Every State Puts More Burden on Low Income Workers
And the differences aren't minor: In the median state, Mississippi, the poorest 20% of workers pay almost twice as high a percentage of their income as the richest 1%. In Washington state, the worst, they pay 17.3% of their income -- more than six times as much as the top 1%. What's more, this is true in all states -- even those that don't have an income tax. In fact, states that rely on sales taxes to make ends meet tend to hit the poor even more harshly, as low-income workers spend most of their paychecks on necessities.

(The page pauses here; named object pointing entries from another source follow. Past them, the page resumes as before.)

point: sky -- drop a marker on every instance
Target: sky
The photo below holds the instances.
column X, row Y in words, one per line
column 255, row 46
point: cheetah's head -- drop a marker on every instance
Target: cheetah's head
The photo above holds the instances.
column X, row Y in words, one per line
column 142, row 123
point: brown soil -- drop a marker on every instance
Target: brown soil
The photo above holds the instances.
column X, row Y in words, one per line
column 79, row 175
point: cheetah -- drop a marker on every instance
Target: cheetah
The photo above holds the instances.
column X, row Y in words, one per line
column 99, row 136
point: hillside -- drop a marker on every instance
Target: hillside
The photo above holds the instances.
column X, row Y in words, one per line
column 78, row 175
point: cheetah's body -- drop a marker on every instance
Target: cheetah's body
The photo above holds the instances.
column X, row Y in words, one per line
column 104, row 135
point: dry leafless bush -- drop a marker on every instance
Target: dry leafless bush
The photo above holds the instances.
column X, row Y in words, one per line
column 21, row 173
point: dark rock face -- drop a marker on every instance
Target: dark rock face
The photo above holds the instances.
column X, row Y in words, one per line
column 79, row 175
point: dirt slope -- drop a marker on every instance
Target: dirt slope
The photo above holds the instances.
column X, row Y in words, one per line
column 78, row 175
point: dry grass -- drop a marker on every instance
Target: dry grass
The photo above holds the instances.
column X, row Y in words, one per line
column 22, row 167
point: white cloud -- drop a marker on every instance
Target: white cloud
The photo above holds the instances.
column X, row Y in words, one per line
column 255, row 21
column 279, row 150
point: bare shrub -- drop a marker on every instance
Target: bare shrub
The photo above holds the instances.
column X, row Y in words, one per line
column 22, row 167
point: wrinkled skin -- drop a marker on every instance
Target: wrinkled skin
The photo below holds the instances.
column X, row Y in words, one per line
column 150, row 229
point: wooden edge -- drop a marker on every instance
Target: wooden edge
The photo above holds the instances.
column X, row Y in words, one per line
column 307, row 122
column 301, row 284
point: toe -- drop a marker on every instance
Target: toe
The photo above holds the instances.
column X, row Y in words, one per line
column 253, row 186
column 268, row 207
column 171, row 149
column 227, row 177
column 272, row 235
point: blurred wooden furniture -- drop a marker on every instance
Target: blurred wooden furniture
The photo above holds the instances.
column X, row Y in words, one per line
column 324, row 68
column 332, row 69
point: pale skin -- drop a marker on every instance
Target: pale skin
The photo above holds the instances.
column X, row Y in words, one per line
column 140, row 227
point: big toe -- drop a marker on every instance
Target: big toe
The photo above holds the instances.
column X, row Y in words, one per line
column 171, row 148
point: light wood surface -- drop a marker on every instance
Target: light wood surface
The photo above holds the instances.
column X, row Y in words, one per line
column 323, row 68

The gap gets even wider when one considers the impact of historically low dividend and capital gains tax rates. For a Washington state billionaire like Bill Gates, most of whose income comes from investments, it's likely that his overall tax rate is lower than that of a bottom-tier worker.
Throughout its history, America's tax rate has been progressive -- the more you make, the greater a percentage you pay into the system. The main exception to that rule have been Social Security and Medicare: Since they're capped at a certain income level, the poor pay a larger percentage of their incomes into those programs than the rich. The political justification for this is that the poor take greater advantage of these programs than the rich, and should therefore pay more.
But do the poor take greater advantage of state roads or state parks, state police or state prisons? If not, the argument for making them pay a higher percentage of their income to the state seems to be a little thin.